DICA’s anti-corruption rules not clear on donations or political contributions

In their latest drive to tackle corruption, the government released a code of ethics prohibiting businesses from bribing officials, but it remains unclear what a company and charities and individuals associated can and cannot do. A non-profit organisation urged Nay Pyi Taw to consult experts and require companies to set up a code of conduct to tackle the issue effectively.

The Directorate of Investment and Company Administration (DICA) under the finance ministry issued an anti-corruption code of ethics announcement governing organisations doing business in Myanmar. The code of ethics covers all dealings and “business activities” between government organisations and all entities in the private sector.

The announcement prohibited companies and organisations incorporated under the 2017 Companies Law from six activities with dealing with the government: giving gifts, hospitality and entertainment, giving support for travel, giving money to facilitate business activities, giving social contributions and charity donations, giving political contributions and donations, giving assistance or support in the employment between organisations related to a company for personal interest. The “business activities” category refers to activities which involve providing money or financial benefits, directly or indirectly, in order to allow a business to move ahead “smoothly”. Presumably, this covers licencing, officials approvals, endorsements, the tender process and any decision-making involving the government.

However, there needs to be clarity about what firms, foundations and related individuals can and cannot do. What should be considered is the risk of corruption. If a payment or donation is intended to influence a decision of the government, it should not make any difference whether the bribe comes from the company, its owner, shareholder or individuals with vested interest who do so under the pretence of “personal/ private capacity”.

Vicky Bowman, director of Yangon-based Myanmar Centre for Responsible Business, told The Myanmar Times that combatting corruption requires a joint effort by government and the private sector and that the anti-graft body has made good progress.

“It is very welcome that the new chair of the Anti-Corruption Commission has established a regular dialogue with the business community. This should facilitate effective action on corruption hotspots since businesses are well-placed to identify these.

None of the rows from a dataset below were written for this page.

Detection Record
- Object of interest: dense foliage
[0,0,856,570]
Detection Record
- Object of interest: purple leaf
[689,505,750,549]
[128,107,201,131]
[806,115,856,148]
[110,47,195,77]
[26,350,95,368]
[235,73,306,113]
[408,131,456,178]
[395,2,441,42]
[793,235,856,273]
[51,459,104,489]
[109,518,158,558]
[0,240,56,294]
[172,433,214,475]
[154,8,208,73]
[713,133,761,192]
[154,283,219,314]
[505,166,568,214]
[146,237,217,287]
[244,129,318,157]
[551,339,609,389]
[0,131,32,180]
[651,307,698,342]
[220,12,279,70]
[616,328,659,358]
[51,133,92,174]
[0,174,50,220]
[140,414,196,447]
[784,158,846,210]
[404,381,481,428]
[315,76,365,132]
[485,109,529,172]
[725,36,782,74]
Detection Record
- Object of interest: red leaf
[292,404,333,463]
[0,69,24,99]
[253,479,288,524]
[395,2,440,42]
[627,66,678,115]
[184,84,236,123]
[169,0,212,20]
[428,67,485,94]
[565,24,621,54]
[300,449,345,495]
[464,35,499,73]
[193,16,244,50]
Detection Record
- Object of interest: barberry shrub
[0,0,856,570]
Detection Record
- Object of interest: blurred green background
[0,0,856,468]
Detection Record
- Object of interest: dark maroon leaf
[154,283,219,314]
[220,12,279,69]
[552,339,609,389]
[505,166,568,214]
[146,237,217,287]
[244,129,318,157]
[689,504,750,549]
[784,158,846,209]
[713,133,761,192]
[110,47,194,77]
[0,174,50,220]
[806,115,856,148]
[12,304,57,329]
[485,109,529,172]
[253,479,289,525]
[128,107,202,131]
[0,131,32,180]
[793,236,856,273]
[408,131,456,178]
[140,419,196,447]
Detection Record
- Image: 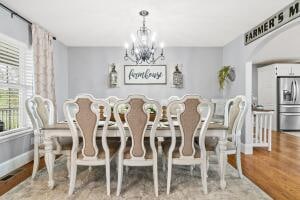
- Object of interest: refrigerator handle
[294,80,299,102]
[291,80,296,103]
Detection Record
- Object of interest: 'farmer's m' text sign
[124,65,167,85]
[245,0,300,45]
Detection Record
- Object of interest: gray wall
[53,41,69,121]
[68,47,222,99]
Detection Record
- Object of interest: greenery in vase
[218,66,231,90]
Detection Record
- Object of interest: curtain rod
[0,3,56,40]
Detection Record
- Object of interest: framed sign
[124,65,167,85]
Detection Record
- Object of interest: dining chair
[162,95,213,194]
[64,94,120,195]
[25,95,71,179]
[168,96,181,115]
[105,96,120,106]
[206,95,247,178]
[114,95,161,196]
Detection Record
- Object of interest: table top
[42,122,228,130]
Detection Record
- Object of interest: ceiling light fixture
[124,10,165,64]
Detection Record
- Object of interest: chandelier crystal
[124,10,165,64]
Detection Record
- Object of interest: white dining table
[41,123,228,189]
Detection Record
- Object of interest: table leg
[218,139,227,190]
[44,135,55,189]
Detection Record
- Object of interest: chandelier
[124,10,165,64]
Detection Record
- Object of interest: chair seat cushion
[205,137,219,151]
[161,140,201,158]
[205,137,236,151]
[77,140,120,160]
[124,138,158,159]
[39,143,72,151]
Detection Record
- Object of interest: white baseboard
[0,150,33,177]
[241,143,253,155]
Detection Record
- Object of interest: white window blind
[0,37,33,135]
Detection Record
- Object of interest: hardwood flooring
[0,132,300,200]
[0,157,45,196]
[229,132,300,200]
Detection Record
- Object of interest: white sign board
[124,65,167,85]
[244,0,300,45]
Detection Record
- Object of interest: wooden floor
[229,132,300,200]
[0,158,45,196]
[0,132,300,200]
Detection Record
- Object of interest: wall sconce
[173,65,183,88]
[109,63,118,88]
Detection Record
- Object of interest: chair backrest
[105,96,120,106]
[114,95,161,160]
[224,95,247,144]
[64,94,111,160]
[168,96,181,115]
[25,95,54,130]
[167,95,213,158]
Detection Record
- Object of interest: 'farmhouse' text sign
[124,65,167,85]
[244,0,300,45]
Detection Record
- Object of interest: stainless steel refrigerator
[277,77,300,131]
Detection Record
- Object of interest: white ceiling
[0,0,293,46]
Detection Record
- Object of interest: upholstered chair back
[167,95,213,157]
[25,95,54,129]
[105,96,120,106]
[168,96,181,115]
[114,95,161,159]
[224,95,247,143]
[64,94,111,160]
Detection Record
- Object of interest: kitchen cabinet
[272,64,300,76]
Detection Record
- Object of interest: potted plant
[218,66,235,90]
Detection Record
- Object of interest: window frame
[0,33,34,137]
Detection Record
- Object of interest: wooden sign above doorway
[244,0,300,45]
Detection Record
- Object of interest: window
[0,35,33,135]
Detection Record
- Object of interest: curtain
[31,24,56,117]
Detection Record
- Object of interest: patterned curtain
[31,24,56,120]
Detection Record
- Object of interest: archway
[245,20,300,153]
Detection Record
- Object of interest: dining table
[41,121,228,190]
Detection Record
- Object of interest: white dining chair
[105,96,120,106]
[206,95,247,178]
[162,95,213,194]
[64,94,120,195]
[114,95,161,196]
[25,95,72,179]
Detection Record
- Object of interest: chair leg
[153,161,158,197]
[117,159,123,196]
[206,156,209,173]
[190,165,195,176]
[162,155,166,172]
[201,160,207,194]
[69,161,77,195]
[31,145,40,179]
[67,155,71,178]
[167,159,172,194]
[235,152,243,178]
[105,160,110,196]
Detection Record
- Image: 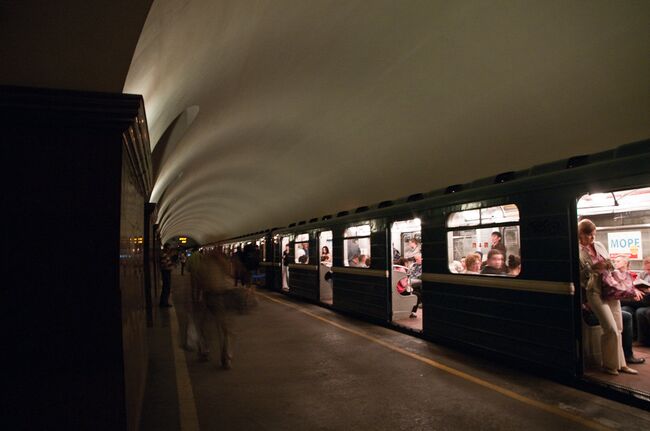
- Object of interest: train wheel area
[141,274,650,430]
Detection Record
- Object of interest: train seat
[391,270,418,320]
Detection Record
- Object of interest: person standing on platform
[490,231,508,258]
[178,250,187,275]
[160,244,174,308]
[192,250,233,370]
[578,219,638,376]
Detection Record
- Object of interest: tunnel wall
[0,87,150,430]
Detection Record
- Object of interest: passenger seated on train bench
[349,254,363,268]
[394,264,422,319]
[508,254,521,277]
[582,302,645,364]
[481,248,506,275]
[465,253,481,274]
[614,256,650,352]
[634,256,650,346]
[359,254,370,268]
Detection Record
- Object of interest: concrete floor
[142,274,650,431]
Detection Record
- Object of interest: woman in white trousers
[578,219,638,375]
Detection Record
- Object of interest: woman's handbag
[600,270,636,299]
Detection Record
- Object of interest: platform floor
[141,274,650,431]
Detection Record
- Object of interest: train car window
[255,238,266,262]
[294,233,309,264]
[319,230,333,267]
[280,236,291,291]
[578,187,650,276]
[343,224,371,268]
[447,204,521,277]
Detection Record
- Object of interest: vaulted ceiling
[0,0,650,243]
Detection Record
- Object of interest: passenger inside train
[578,188,650,393]
[391,218,422,331]
[447,204,521,277]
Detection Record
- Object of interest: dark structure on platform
[0,87,155,430]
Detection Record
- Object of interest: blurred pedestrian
[192,250,233,370]
[160,244,174,308]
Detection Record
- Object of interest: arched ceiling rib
[125,0,650,242]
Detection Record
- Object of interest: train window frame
[255,237,267,262]
[293,233,310,265]
[445,203,522,278]
[343,223,372,269]
[576,187,650,274]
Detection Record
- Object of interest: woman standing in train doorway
[578,219,638,375]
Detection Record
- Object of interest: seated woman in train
[393,267,422,319]
[481,248,506,275]
[508,254,521,277]
[359,254,370,268]
[348,254,361,268]
[320,245,330,262]
[465,253,481,274]
[404,238,422,259]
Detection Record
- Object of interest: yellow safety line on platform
[259,292,612,430]
[169,308,199,431]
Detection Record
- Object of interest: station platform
[141,273,650,431]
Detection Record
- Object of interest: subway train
[206,140,650,407]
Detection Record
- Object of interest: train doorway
[390,218,422,331]
[280,236,291,292]
[577,187,650,399]
[318,230,334,305]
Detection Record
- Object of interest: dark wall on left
[0,87,151,430]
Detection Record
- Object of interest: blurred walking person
[160,244,174,308]
[192,250,233,370]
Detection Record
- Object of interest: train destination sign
[607,230,643,260]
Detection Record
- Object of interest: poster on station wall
[607,230,643,260]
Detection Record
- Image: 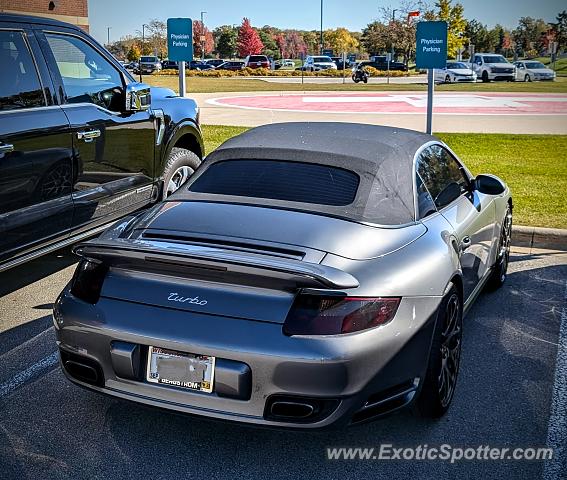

That will then enable the Commission to raise with government departments where they need to take action to eliminate corrupt practices,” she said. Owing to the 4th amendment to the Anti-Corruption Law, the Commission can now even take investigative action on its own initiative, instead of only acting on complaints.

Grey areas

In addition, the 4th amendment empowers the Commission to issue a Notification concerning how companies should set up a code of conduct to prevent corruption.

“We hope that there will be the opportunity to contribute to this Notification and any associated guidelines. There are some good international examples of guidelines which can serve as a model,” she went on. For example, the Thai National Anti-Corruption Commission’s “Eight principles to prevent bribery” includes the need for “tone from the top”, risk assessment of the firm’s key exposures to bribery, specific controls for high-risk areas and for business partners, accurate accounts, human resources management, reporting mechanisms, including internal “whistleblowing” and more. If a firm has those controls in place, it can make a more accurate assessment of the “grey areas”, such as donations and political contributions.

Concerning political contributions and donations, it is difficult to distinguish between the firm, their Foundation (if they have one), and the business owner, especially in Myanmar where there are so many family-owned companies.

“There are Myanmar companies which publish policies saying they do not make political donations, but we all know their main owner of the company does. The most effective control on this is always going to be transparency, with both the recipient political party or charity, and the company – including its major shareholder – publishing details of the donation, and ensuring accurate and audited accounts.”

DICA’s guidance seems to leave some questions unanswered, especially regarding legitimate hospitality. It made no mention of a cap on gifts, the regulation on overseas trips purportedly for educational purposes or the enforcement mechanism. For example, if there isn’t a cap on gifts, snacks and drinks will be prohibited in meetings and lunch for officials during an all-day workshop in a hotel in Nay Pyi Taw will not be allowed.

According to the Myanmar Centre for Responsible Business, some of these grey areas, such as travel sponsorship for officials and seasonal gifts, were already addressed in the guidelines established by the National League for Democracy-led government in April 2016.

“Companies should ensure that their employees comply with these, and report to the Anti-Corruption Commission where officials are in breach of them,” Ms Bowman explained.

Guidelines issued in 2016

The President’s Office in 2016 issued a set of guidelines for acceptance of “gifts”, which is defined as money and other items of value such as gold, silver, air tickets, free accommodation, meals, entertainment, golf club membership etc.

Gifting is prohibited unless it is with a value of no more than K25,000, while the maximum value of gifts which may be received from a person or organisation within a year shall be K100,000. Gifts which are received solely because of family or personal relationship and that there is no direct or indirect conflict of interest between the two parties are permitted, as well as gifts with a value of no more than K100,000 and which are given on a special annual occasion such as Christmas or Thadingyut.

Gifts with a value of no more than K400,000, costs of travel for official purposes (e.g. air ticket, accommodation and meal expenses), scholarships and medical expenses are allowed if they are endowed by foreign governments.